LLM as a Service (LLMaaS)
API Access
The API is accessible via the Cloud Temple Console. You can manage your API keys, monitor your usage, and configure your tiers in your account settings. The console also allows you to view the usage of your models.
Authentication
All requests to the LLMaaS API must include an Authorization header with your API key in Bearer token format. If you use the client SDKs, the key will be automatically included in each request. If you integrate directly with the API, you must send this header yourself.
Content Types
The LLMaaS API always accepts JSON in the request body and returns JSON in the response body. You must send the content-type: application/json header in your requests.

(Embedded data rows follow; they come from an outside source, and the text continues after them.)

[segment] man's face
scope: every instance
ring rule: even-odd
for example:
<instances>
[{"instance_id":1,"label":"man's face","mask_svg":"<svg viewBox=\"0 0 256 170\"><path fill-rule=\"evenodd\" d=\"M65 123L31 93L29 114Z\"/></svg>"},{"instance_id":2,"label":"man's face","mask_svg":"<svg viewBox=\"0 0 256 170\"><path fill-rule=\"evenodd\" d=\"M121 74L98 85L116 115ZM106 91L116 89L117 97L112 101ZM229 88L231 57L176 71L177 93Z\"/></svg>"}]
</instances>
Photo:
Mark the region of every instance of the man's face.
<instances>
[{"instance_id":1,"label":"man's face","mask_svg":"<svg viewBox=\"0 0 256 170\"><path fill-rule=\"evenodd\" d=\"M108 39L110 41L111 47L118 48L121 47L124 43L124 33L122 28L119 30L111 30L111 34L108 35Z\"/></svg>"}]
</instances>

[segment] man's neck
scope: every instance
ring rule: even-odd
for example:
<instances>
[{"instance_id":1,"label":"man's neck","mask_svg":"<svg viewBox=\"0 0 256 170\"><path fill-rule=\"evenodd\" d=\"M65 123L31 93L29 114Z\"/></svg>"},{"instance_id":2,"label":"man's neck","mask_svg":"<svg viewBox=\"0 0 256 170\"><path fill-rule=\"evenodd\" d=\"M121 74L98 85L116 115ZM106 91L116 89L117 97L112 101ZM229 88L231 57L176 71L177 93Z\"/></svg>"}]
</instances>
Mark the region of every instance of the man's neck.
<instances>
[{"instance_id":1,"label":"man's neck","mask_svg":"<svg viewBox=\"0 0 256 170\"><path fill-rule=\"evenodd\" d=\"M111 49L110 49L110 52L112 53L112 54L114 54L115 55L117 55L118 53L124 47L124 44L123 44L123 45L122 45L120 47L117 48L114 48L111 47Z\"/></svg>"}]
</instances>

If you are using client SDKs, this will be handled automatically.
Response Headers
The LLMaaS API includes the following headers in each response:
id: A globally unique identifier for the requestbackend: Information about the infrastructure used (engine_type, machine_name)
Examples
cURL Request
curl -X POST "https://api.ai.cloud-temple.com/v1/chat/completions" \
-H "Content-Type: application/json" \
-H "Authorization: Bearer YOUR_API_KEY" \
-d '{
"model": "gpt-oss:120b",
"messages": [
{
"role": "user",
"content": "Salut ! Peux-tu te présenter en français ?"
}
],
"max_tokens": 200,
"temperature": 0.7
}'
Response
{
"backend": {
"engine_type": "engo",
"machine_name": "ma02"
},
"choices": [
{
"finish_reason": "stop",
"index": 0,
"message": {
"content": "Bonjour ! Je suis un modèle de langage virtuel...",
"role": "assistant"
}
}
],
"created": 1749110753,
"id": "chatcmpl-ollama-14b812ef-b21f-430c-b93c-d0d1bf653806",
"model": "gpt-oss:120b",
"object": "chat.completion",
"usage": {
"completion_tokens": 200,
"prompt_tokens": 70,
"reasoning_tokens": 0,
"total_tokens": 270
}
}
Available Parameters
| Parameter | Type | Description |
|---|---|---|
model | string | The model to use (see model catalog) |
messages | array | List of conversation messages |
max_tokens | integer | Maximum number of tokens to generate |
temperature | float | Controls creativity (0.0-2.0) |
top_p | float | Controls response diversity |
stream | boolean | Enables response streaming |
user | string | Unique identifier for the end user |
Base URL
The base URL for all API requests is:
https://api.ai.cloud-temple.com/v1/
Available Endpoints
/chat/completions: Conversational response generation/completions: Simple text completion/embeddings: Vectorization for semantic search and RAG/rerankand/v2/rerank: Result reranking (Cohere SDK compatible)/audio/transcriptions: Batch audio transcription (Whisper)/audio/speech: Voice synthesis (TTS)/images/generations: Image generation/models: List of available models
Example: List of models
curl -X GET "https://api.ai.cloud-temple.com/v1/models" \
-H "Authorization: Bearer YOUR_API_KEY"
Response:
{
"object": "list",
"data": [
{
"id": "gpt-oss:120b",
"object": "model",
"created": 1749110897,
"owned_by": "CloudTemple",
"root": "gpt-oss:120b",
"aliases": ["gpt-oss:120b"],
"parent": null,
"max_model_len": 60000,
"permission": [
{
"id": "modelperm-granite3.3:8b-1749110897",
"object": "model_permission",
"created": 1749110897,
"allow_create_engine": false,
"allow_sampling": true,
"allow_logprobs": true,
"allow_search_indices": false,
"allow_view": true,
"allow_fine_tuning": false,
"organization": "*",
"group": null,
"is_blocking": false
}
]
}
]
}
The response contains all available models along with their specifications and permissions.